Hey everybody! I am making a new thread called one direction! We can talk anything about Them! My sister me start to like them so I started to give it a try. I am going to watch the movie so see ya and have fun ;D


----------



## ghostly gossip (Sep 8, 2013)

My one direction Louis doll!


----------



## Harriett72 (Sep 8, 2013)

The movie was so good


----------



## ghostly gossip (Sep 9, 2013)

Harriett72 said:


> The movie was so good


----------



## BellaZilla (Sep 11, 2013)

A couple weeks ago Elizabeth Makalay Anna and me (my three friends) had a sleepover  then we whet to the movie theater and watched the movie our parents dropped us of at The theatre and they watched their movie and it was just us and 8 other girls in the theater it was awesome.


----------



## Harriett72 (Sep 13, 2013)

Happy 20th birthday niall


----------



## ghostly gossip (Sep 13, 2013)

Harriett72 said:


> Happy 20th birthday niall


 YES happy b-day Niall! Loved the movie it was awsome


----------



## Harriett72 (Oct 1, 2013)

Have you ever been to a one direction concert?


----------



## ghostly gossip (Oct 2, 2013)

Harriett72 said:


> Have you ever been to a one direction concert?

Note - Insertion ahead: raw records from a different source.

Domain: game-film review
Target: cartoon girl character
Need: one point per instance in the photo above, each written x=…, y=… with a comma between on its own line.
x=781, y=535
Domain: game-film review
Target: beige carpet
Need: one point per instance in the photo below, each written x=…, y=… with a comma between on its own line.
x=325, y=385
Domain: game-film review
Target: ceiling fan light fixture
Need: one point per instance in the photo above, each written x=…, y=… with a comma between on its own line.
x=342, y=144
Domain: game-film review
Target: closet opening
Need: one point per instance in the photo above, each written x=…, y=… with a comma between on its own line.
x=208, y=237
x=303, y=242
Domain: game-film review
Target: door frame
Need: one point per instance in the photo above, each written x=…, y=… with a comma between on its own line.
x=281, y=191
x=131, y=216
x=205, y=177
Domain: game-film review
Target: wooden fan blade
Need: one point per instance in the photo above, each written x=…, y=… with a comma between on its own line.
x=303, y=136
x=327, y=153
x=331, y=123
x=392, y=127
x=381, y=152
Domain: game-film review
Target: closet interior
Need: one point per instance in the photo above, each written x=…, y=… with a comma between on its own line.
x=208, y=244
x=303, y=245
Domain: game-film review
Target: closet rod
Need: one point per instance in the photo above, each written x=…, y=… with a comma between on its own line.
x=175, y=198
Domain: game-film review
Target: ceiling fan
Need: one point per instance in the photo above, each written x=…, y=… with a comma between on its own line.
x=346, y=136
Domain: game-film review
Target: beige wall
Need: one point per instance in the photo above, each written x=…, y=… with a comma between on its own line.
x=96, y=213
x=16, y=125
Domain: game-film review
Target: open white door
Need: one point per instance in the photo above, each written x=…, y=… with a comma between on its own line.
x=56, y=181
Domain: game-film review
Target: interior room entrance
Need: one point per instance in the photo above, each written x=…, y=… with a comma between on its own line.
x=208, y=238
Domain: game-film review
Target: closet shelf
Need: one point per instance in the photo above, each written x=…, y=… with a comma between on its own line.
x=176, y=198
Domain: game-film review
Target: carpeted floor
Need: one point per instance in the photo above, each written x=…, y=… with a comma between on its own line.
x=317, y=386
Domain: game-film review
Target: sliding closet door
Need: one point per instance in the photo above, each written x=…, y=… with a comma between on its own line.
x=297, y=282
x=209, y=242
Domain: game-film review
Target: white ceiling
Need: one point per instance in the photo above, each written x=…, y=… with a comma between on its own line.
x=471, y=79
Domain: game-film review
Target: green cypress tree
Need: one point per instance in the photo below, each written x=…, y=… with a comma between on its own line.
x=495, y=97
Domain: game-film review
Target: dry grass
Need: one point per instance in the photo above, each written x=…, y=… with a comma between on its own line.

 No! But we went to a baseball game and 1D was playing RIGHT NEXT DOOR! Have u ever been to one?


----------



## Harriett72 (Oct 2, 2013)

ghostly gossip said:


> No! But we went to a baseball game and 1D was playing RIGHT NEXT DOOR! Have u ever been to one?


    No. I really want to go to one though.  Maybe next year.


----------



## ghostly gossip (Oct 3, 2013)

Harriett72 said:


> No. I really want to go to one though.  Maybe next year.


 Yeah I'm thinking I will go too!


----------